Cadmium (Cd) is often associated in small quantities (0.1–1%) with zinc ores such as sphalerite (ZnS), however the only commercially viable ore of the metal is greenockite (CdS), which theoretically contains 77.7% cadmium. Greenockite occurs in a yellow powdery form in the zinc ores of Missouri. Almost all cadmium is obtained as a by-product in the treatment of zinc, copper and lead ores.
Electrolytic cadmium is 99.95% pure and is obtained primarily as a by-product of the zinc industry by treating the flue dust and fumes from the roasting of the ores. As an example flue dust on average can contain approximately 600kg of cadmium per metric ton of dust. Half the world’s production of cadmium is carried out in the United States.
Cadmium is a known carcinogen. Cadmium and solutions of its compounds are extremely toxic, caution is required not to create dust or fumes.

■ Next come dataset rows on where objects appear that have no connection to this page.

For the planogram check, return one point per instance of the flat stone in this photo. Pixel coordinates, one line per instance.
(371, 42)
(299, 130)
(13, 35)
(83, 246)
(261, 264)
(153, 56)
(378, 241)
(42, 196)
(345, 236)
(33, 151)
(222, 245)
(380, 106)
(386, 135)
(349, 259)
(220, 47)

Cadmium has many industrial applications. Some of these are described below:
• Cadmium is implemented as an alloying element in soft solders and in fusible alloys.
• Adding small quantities of cadmium to copper gives higher strength, improved hardness and wear resistance, however decreases the electrical conductivity. Copper containing 0.5 to 1.2 % cadmium is commonly referred to as cadmium copper or cadmium bronze. Hitenso is a commercially available cadmium bronze and exhibits 35% greater strength than hard-drawn copper and 85% the conductivity of copper. Conductivity bronze another commercially available copper used extensively for electric wires, contains 0.8% cadmium and 0.6% tin and exhibits a conductivity 50% that of copper.
• It is employed in bearing alloys with low coefficients of friction
• Cadmium is used as a white corrosion-resistant plating metal (as a anode).
• It is used as a shield against neutrons in atomic equipment. However, gamma rays are emitted when the neutrons are absorbed, and these rays require an additional shielding of lead.
• Electronic applications requiring high corrosion resistance.
• Electroplating for the corrosion resistance coating for iron or steel, where a 0.008mm (0.0003in) is equivalent in effect of a zinc coating 0.025mm (0.001in). Cadmium electroplated in this application is denser than zinc and harder than tin. However electroplated coatings are subject to hydrogen embrittlement. For this reason aircraft parts are generally coated by the vacuum process. N.B.: copper and brass are not generally electroplated due to its relative electronegativity.
Cadmium compounds also find a number of commercial uses. These include:
• Cadmium nitrate Cd(NO3)2 (a white powder) is used for making cadmium yellow and fluorescent pigments. It can also be used as a catalyst.
• Cadmium compounds are used in back and white television phosphors and in the blue and green phosphors for colour television tubes.
• Cadmium sulphide (CdS) is used for yellow pigment and when mixed with cadmium selenide (CdSe) (a red powder) gives a bright-orange pigment.
• In the semiconductor industry, sulphate in conjunction with cadmium is used to grow cadmium sulphate crystals in plate and rod form.